Esse movimento dialético dos contrários, o avental simboliza. Sendo a vestimenta de trabalho do maçom, isto é a sua roupa, como outrora foi a roupa de trabalho dos obreiros dos templos, nos ensina a instrução nº 3, que fomos recebidos na maçonaria “nem nus, nem vestidos”, isto é, com os valores de nosso conteúdo profano mas sem nenhum conteúdo de iniciado. O avental, enquanto roupa, nos deixa semi-nús e semi-vestidos, isto é, nos faz não um SER mas um VIR-A-SER; não um estado, mas um processo; não um produto, mas um trabalho.
Do ponto de vista matemático, uma das sete ciências que devemos cultivar, o avental é, ainda uma lição. O retângulo que ele forma possui as dimensões 30 de largura, por 40 de comprimento, o que faz com que tenha 50 de diâmetro. Além do simbolismo conhecido desses números [3,4 e 5] e sua importância na maçonaria, o avental se compõe de dois triângulos com as medidas 3 e 4 para os catetos e 5 para a hipotenusa, demonstrando, assim o teorema de Pitágoras [Teorema 47 de Euclides], de que o quadrado da hipotenusa contém a soma dos quadrados dos catetos.
É curioso, ainda, para os Irmãos que possuem inclinação às interpretações místicas, ressaltar que o avental, ao contrário de outras peças de vestimenta, para “evitar de o homem sujar-se”, é colocado nos chakras inferiores, como que a “filtrar” as emoções mais baixas.
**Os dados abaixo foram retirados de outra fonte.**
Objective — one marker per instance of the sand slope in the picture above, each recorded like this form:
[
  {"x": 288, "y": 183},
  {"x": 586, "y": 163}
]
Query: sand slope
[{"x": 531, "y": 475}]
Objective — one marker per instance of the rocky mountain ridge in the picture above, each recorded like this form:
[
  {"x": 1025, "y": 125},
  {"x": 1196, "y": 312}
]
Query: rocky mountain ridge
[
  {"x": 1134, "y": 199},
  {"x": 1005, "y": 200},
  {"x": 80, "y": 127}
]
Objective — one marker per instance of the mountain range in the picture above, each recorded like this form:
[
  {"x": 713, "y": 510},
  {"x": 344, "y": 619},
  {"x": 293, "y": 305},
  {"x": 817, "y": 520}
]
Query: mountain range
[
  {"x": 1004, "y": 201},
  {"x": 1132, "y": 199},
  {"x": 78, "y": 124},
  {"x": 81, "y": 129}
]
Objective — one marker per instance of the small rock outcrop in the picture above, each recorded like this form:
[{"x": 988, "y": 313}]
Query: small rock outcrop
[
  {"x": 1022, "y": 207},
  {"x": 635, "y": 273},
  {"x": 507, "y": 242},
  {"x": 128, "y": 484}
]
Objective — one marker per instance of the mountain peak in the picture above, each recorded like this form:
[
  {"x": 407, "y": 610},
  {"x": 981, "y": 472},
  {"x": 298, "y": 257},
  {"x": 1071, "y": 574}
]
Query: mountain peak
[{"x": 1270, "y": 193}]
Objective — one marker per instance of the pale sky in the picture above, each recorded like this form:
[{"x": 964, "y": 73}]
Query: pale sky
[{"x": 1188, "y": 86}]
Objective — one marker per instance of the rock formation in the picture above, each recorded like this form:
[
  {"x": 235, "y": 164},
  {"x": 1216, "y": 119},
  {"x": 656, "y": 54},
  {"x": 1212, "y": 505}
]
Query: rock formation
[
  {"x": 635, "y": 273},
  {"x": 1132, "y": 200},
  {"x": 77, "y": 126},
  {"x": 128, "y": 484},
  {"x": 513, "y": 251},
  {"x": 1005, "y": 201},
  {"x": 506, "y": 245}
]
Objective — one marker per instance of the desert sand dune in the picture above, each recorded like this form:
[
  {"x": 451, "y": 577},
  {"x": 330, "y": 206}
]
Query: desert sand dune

Há, ainda, uma correspondência entre o uso do avental e o antigo costume hebreu de “cingir os rins”. Jesus, falando a Pedro sobre a maneira pela qual haveria Pedro de morrer, diz a ele: houve tempo em que cingias teus rins e ias para onde querias; outros, porém, virão, cingirão teus rins e te levarão para onde não desejas [citação não literal]. Cingir os rins, órgãos da força, da decisão, significava assenhorar-se de si mesmo, dominar seu próprio destino, responsabilizar-se por seus atos. É também o que para nos maçons, o avental representa. Não será ainda por acaso que, do ponto de vista da abordagem psicossomática do homem, doenças dos rins significam, muitas vezes, desapontamento, medo e frustração.
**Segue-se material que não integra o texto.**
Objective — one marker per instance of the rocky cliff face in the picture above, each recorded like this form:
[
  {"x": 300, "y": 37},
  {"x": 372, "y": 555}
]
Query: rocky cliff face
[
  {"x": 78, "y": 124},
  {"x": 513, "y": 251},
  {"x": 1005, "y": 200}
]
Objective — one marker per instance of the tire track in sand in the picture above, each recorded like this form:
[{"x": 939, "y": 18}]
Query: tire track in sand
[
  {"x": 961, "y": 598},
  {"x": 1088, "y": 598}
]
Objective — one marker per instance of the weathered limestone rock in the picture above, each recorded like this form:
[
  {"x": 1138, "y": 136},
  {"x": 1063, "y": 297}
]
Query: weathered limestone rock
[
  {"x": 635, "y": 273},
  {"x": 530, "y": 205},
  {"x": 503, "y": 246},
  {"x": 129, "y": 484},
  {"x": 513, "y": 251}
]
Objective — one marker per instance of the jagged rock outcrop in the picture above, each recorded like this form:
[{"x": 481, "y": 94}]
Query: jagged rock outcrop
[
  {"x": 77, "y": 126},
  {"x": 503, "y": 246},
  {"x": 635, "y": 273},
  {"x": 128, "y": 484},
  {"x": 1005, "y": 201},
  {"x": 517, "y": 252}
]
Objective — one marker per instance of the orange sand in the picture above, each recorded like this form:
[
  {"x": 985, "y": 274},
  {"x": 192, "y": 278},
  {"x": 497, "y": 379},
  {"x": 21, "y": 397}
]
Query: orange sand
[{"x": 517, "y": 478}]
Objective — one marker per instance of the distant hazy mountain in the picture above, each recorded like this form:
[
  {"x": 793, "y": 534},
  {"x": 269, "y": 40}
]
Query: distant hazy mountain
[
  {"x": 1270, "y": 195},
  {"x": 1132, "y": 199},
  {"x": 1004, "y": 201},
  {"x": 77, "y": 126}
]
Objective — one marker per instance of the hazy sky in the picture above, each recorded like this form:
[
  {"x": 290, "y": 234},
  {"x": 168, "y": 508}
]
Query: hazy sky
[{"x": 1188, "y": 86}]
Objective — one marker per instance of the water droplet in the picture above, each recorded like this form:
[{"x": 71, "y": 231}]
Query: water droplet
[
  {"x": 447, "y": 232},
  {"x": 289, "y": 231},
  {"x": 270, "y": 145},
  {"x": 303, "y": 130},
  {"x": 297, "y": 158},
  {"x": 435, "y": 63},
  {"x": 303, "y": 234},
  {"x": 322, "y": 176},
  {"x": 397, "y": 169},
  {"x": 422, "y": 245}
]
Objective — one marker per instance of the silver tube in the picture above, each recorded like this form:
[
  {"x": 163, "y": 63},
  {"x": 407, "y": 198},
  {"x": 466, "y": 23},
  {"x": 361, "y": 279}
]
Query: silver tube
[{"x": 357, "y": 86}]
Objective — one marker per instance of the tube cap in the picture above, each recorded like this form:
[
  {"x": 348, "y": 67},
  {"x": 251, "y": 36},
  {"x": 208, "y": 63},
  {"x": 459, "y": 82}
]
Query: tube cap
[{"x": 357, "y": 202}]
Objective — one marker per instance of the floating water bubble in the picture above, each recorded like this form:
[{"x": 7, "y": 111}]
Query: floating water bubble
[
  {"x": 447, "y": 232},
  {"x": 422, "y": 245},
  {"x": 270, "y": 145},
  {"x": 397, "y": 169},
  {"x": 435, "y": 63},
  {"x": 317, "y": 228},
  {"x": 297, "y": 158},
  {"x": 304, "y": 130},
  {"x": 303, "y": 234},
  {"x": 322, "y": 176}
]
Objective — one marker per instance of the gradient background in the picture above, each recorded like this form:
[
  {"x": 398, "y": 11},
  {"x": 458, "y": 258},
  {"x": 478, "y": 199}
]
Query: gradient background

Para concluir estas reflexões, queremos finalmente fazer a ligação entre o uso do avental e as relações fraternas: no evangelho de Mt 5,23-24, Jesus determina que “se, pois, fores apresentar tua oferta perante o altar e ali te lembrares de que teu irmão tem algo contra ti, deixa ali tua oferta diante do altar, vai primeiro reconciliar-te com teu irmão e depois volta para apresentar a tua oferta”. Não podemos fazer a Boa Obra se em nossos corações os sentimentos não estão puros.